All in all it is likely that variant genotypes of the alcohol-metabolizing enzymes ADH1B, ADH1C, ALDH2 and CYP2E1 have a role in ESCC in Asians but not in EAC or ESSC in Caucasians. Explanations may be a different ancestry gene pool, interracial differences in enzyme activity or the difference in dietary habits.

ADH7 92Ala was found to be a protective allele in upper-aerodigestive cancer risk23 and also for ESCC risk.22 We now report the same effect for EAC risk, although our association did not reach statistical significance, probably due to insufficient patient numbers (OR 0.73; 95% CI 0.47–1.11). Interestingly, the haplotype with the variant ADH7 92Ala also showed the same tendency to decrease EAC risk (OR 0.65; 95% CI 0.42–1.02).
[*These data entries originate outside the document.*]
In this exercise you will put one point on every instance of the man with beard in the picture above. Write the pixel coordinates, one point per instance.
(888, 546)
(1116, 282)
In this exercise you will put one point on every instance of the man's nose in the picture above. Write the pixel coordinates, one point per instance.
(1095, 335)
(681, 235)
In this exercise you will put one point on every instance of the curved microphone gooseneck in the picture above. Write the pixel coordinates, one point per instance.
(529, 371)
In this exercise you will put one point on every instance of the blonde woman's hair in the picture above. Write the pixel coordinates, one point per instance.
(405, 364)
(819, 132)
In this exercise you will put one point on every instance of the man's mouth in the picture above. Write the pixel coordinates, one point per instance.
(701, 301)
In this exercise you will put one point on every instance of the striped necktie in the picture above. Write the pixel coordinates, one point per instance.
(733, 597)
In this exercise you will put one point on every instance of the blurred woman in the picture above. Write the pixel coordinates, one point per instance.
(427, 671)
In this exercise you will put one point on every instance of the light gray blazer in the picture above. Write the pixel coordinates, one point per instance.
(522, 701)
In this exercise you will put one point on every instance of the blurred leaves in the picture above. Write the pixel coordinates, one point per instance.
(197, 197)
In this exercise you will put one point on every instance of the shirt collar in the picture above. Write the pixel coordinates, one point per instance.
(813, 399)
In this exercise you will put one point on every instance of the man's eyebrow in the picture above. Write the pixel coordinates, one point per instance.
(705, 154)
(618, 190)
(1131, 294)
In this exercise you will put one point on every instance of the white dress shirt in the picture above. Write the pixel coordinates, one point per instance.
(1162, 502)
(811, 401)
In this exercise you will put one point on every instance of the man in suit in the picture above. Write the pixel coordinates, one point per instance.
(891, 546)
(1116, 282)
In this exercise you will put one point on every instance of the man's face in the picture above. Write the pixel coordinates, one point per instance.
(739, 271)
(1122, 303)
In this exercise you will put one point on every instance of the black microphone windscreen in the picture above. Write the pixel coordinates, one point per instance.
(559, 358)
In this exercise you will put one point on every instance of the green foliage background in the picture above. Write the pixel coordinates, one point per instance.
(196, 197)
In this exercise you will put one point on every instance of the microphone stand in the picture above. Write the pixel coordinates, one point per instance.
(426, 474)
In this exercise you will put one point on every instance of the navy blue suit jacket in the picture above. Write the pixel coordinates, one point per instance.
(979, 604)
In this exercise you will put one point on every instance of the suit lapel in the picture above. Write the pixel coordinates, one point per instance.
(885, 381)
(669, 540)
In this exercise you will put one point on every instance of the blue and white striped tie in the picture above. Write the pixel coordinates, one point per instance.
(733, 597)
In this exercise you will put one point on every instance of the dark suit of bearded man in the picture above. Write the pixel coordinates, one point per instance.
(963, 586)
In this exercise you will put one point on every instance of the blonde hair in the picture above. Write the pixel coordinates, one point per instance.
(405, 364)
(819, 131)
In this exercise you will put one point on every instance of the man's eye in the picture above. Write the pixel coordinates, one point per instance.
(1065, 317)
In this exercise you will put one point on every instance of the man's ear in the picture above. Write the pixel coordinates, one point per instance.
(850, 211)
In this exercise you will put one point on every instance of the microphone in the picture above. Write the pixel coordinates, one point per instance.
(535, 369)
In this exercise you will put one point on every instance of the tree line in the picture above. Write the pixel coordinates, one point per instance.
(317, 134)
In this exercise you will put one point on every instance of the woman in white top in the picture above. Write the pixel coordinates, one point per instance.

Although altered activity genotypes can act as a proxy for the relative risk of ingested carcinogens, that is, alcohol, a limitation of our study is the absence of data on alcohol usage. This is mainly due to ethical reasons, restricting the collection of data on tobacco and alcohol use in patients newly diagnosed with a lethal disease. However, in an earlier study by us on Dutch Caucasian patients with head and neck cancer, having largely similar risk factors, it was established that at least 1–4 alcoholic beverages per day were consumed in 88% of the patients with head and neck cancer and 83% of the controls.39 This indicates that, despite of the missing data, by far most of our EC patients may have consumed alcohol and only a few may have not.

Another limitation is the small group of ESCC patients and the subsequent power of our results on ESCC. This is caused by stratifying according to histology, but was necessary, as most case–control studies concerning polymorphisms in alcohol-metabolizing enzymes originate from Asia and results on adenocarcinoma risk are scarce.

Although acetaldehyde induces development of adenocarcinomas in animal models,10 in humans the role of ethanol in the genesis of EAC is still under debate, as in contrast to earlier reports,40 recent studies suggest that alcohol consumption does not have a role in EAC etiology.41, 42 This may largely explain why no effects of functional polymorphisms in alcohol-metabolizing enzymes were found in modulating EAC risk.

In conclusion, this study suggests that polymorphisms in alcohol-metabolizing enzymes, having a role in ESCC etiology, are not associated with EC susceptibility in an European population.